Pada negara berkembang di daerah pedesaan beban ekonomi biasanya jauh
lebih rendah bila anak tidak sekolah. Pada usia yang sangat dini anak mulai dapat
menyokong penghasilan keluarga dengan bekerja di sawah, mengembala ternak dan
mengerjakan pekerjaan lain. Dengan bertambahnya usia orang tua, anak-anak dapat
Cadwell (1979) dalam Siregar (2003) mengatakan hal ini dengan cara lain yaitu di
negara maju, kekayaan mengalir dari orang tua ke anak, sedangkan di negara
berkembang sebaliknya kekayaan mengalir dari anak ke orang tua. Jika anak
merupakan sumber utama jaminan ekonomi maka masyarakat tersebut akan
mengalami fertilitas yang tinggi.
Singarimbun (1974) dalam Siregar (2003) melakukan penelitian pada
penduduk di sekitar Yogyakarta menunjukkan bahwa jumlah anak yang dianggap
ideal 4 dan 5 orang anak. Motivasi untuk mempunyai jumlah anak yang sedikit dan
nilai-nilai tentang anak merupakan aspek yang penting. Kadang-kadang jumlah anak
yang diinginkan lebih besar daripada jumlah anak yang mampu dirawat dengan baik.
Bagaimanapun juga keputusan untuk menambah anak atau tidak terserah pada
keputusan pasangan suami istri dan keputusan tersebut tidak dapat dilepaskan dari
konteks sosial budaya. Tetapi yang jelas, perubahan sosial mutlak diperlukan untuk
mendukung Norma Keluarga Kecil Bahagia dan Sejahtera.
Beberapa batasan mengenai nilai yang dikemukakan oleh Nicholas Roscher
dalam Srisoeprapto (1998) sebagai berikut : (1) Suatu benda barang yang memiliki
nilai atau bernilai, apabila orang menginginkannya kemudian berusaha atau
menambah keinginan untuk memilikinya, (2) Nilai adalah sesuatu yang mampu
menimbulkan penghargaan, (3) Nilai adalah dorongan untuk memperhatikan objek,
kualitas atau keadaan yang dapat memuaskan keinginan, (4) Nilai merupakan suatu
objek dari setiap keinginan, (5) Nilai adalah harapan atau setiap keinginan atau dipilih
dan (6) Nilai adalah konsep, eksplisit atau implisit, yang berbeda dari setiap orang
atau kelompok, keinginan mengadakan pilihan tentang arti perbuatan dan tujuan
perbuatan.
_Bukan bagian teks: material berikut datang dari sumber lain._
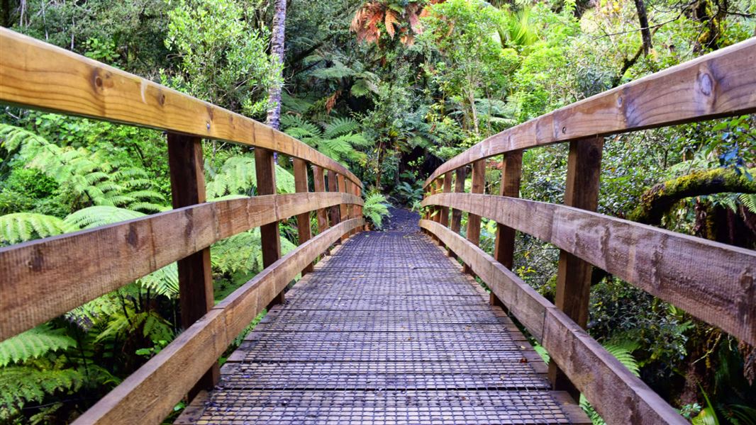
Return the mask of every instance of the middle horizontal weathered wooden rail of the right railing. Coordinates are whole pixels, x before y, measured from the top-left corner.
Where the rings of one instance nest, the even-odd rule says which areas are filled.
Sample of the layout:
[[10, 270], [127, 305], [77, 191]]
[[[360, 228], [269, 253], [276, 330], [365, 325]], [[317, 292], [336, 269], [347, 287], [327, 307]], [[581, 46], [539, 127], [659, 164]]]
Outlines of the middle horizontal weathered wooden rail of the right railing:
[[756, 251], [564, 205], [503, 196], [442, 193], [446, 205], [550, 242], [620, 279], [756, 343]]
Berdasarkan pendapat di atas, dapat disimpulkan bahwa nilai adalah suatu
konsep yang di dalamnya terdapat ide, gagasan yang mengandung kebenaran yang
hidup dan berkembang dalam masyarakat serta dihargai dan dipelihara. Dengan
demikian, nilai mengandung harapan atau keinginan yang dijadikan oleh manusia
sebagai pedoman dalam berpikir, bersikap dan berperilaku. Mengenai nilai anak bagi
orang tua juga sekaligus menentukan pilihan, apakah ia harus memiliki anak atau
tidak. Bila ingin memiliki anak berapa jumlah yang diinginkan?
2.2.1 Kategori Nilai Anak
Operasionalnya konsep nilai anak didasarkan pada rumusan yang diajukan
Arnold dan Fawcett dalam Lucas (1990), dengan memiliki anak orang tua akan
memperoleh hal-hal yang menguntungkan atau hal-hal yang merugikan. Apa yang
diperoleh dapat dikelompokkan pada empat kelompok nilai, yakni nilai positif, nilai
negatif, nilai keluarga besar, dan nilai keluarga kecil. Keempat kategori nilai anak
tersebut meliputi sebagai berikut :
1. Nilai positif ( Manfaat )
a. Manfaat emosional, yaitu anak membawa kegembiraan, kebahagia-an
kedalam hidup orang tuanya dan sahabat bagi orang tuanya.
b. Manfaat ekonomi dan ketenangan, yaitu anak dapat membantu ekonomi orang
tuanya, karena dapat membantu bekerja disawah atau diperusahaan keluarga
mengerjakan tugas dirumah ( sehingga ibu mereka dapat melakukan pekerjaan
yang menghhasilkan uang ).
c. Pengembangan diri , yakni karena pemeliharaan anak adalah pengalaman
belajar bagi orang tua. Anak membuat orang tuanya lebih matang, lebih
bertanggung jawab. Tanpa anak orang tua telah menikah tidak selalu dapat
diterima sebagai orang dewasa dan anggota masyarakat sepenuhnya.
d. Mengasuh anak, yakni orang tua memperoleh kebanggaan dan kegembiraan
dari mengawasi anak-anak dan mengajari mereka hal-hal baru. Mereka
bangga kalau bisa memenuhi kebutuhan anak-anaknya.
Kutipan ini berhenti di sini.